Evangelicalism's Dark Side and Popular Culture
"Evangelicals may feel that stories of supernatural battles between good and evil belong to them, but they cannot control how these stories will be reconfigured once they enter the realm of entertainment media"
excerpt from Lynn Schofield Clark's From Angels to Aliens. | posted 7/01/2003 12:00AM
Evangelicalism's emergence as a cultural force has, to an unprecedented degree, placed the concept of the battle between good and evil on the public agenda. Once concerns with evil entered the public imagination, evangelicals could no longer control how people chose to respond to the evil that many agreed existed. It was not only the responses that could not be controlled, however.
While evangelicals have long recognized the potential for evangelism in film, filmmakers have similarly seen the entertainment possibilities in the stories ofevangelicalism's dark side. Thus, while evangelicals and other conservative Christians may feel that stories and images of supernatural battles between good and evil in some sense belong to them, they cannot control how these stories will be used, and reconfigured, once they enter the realm of the media and particularly the entertainment media.

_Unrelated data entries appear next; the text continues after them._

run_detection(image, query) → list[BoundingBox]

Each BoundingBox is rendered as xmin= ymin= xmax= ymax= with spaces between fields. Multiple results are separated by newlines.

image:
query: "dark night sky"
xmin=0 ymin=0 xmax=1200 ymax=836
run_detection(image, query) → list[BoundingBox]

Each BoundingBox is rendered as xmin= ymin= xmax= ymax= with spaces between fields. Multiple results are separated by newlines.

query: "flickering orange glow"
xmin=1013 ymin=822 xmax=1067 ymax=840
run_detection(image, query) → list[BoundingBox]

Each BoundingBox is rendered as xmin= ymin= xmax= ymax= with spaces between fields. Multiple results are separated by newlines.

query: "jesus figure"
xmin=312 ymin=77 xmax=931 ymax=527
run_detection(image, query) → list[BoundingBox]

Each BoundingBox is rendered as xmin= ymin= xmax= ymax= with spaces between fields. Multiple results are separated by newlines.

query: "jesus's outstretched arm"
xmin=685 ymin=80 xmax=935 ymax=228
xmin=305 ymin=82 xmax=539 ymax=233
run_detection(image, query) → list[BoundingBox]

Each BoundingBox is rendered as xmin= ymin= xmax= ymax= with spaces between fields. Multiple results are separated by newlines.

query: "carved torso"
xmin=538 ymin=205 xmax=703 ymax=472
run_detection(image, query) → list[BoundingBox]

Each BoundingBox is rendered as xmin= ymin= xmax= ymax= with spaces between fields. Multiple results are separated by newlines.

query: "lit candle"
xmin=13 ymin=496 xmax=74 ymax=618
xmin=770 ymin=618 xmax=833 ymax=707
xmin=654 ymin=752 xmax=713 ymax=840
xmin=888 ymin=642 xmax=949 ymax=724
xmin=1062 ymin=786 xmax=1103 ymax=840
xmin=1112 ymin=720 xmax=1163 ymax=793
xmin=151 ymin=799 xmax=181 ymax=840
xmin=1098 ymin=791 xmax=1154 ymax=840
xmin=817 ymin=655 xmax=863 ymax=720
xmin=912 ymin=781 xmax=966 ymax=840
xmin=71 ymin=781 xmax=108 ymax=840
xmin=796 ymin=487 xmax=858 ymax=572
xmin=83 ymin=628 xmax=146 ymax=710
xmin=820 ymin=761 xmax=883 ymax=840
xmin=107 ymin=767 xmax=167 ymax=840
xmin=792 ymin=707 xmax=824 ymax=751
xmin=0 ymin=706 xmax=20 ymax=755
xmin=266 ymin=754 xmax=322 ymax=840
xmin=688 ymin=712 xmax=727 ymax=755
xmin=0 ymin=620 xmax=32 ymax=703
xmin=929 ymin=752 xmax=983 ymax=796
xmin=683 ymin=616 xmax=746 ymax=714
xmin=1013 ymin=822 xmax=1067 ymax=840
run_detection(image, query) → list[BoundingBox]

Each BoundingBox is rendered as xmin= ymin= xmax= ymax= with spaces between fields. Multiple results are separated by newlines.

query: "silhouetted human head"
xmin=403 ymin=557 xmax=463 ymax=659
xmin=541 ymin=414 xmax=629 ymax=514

Stories of the end times may have been popularized recently with the rise of evangelicalism, but the ideas go back to the roots of Christianity. While conservative religion has employed the narratives of the end times in the context of updated images and story lines, the images most often used in popular cultural representations of the end times—notably, those of demons, hell, and the afterlife—date to medieval depictions such as that of Pieter Bruegel the Elder's painting, The Fall of the Rebel Angels (1562).
At that point in history, religious scholars were devoted to explanations of the supernatural realm that they believed was very much a reality. As scientific knowledge increased in the age of the Enlightenment, however, cosmological definitions fell out of favor in both formal theology and in religious artwork. The fictional depictions of demons and hell found in popular culture therefore visually refer to the point in history when the "truth" of supernatural beings was very much a part of Christian orthodoxy.
Yet as Max Weber argued, with modernity the world became "disenchanted": people no longer viewed the world as a place where spirits and forces freely roamed. The unexplained mysteries that were once ascribed to the supernatural realm had increasingly come to be the subjects of scientific debunking. Supernatural wonders were transformed into vehicles of amusement, repackaged as entertainment for the skeptical yet curious urban public of the nineteenth century.
Some instances of the contemporary borrowing and reconfiguring of religious elements in popular culture are more obvious than others. One recent example of this appears in a popular computer game, Diablo II. When this game first hit the stores in July 2000, it sold 184,000 copies in a single day and sold more than a million by the end of its first month. On the Web page devoted to this game, the following origin myth is offered:
Since the beginning of time, the forces of Order and Chaos have been engaged in an eternal struggle to decide the fate of all creation. That struggle has now come to the Mortal Realm … and neither Man, Demon, nor Angel will be left unscathed.
In Diablo II: Lord of Destruction, you will return to follow the path of Baal, the last of the Prime Evils, into the Barbarian Highlands of the North. Traveling with hordes of demonic minions, Baal intends to corrupt the powerful Worldstone, which protects the whole of the mortal plane from the forces of Hell. You will face a new series of quests and challenges to prevent the vile minions of the underworld from destroying the world of sanctuary.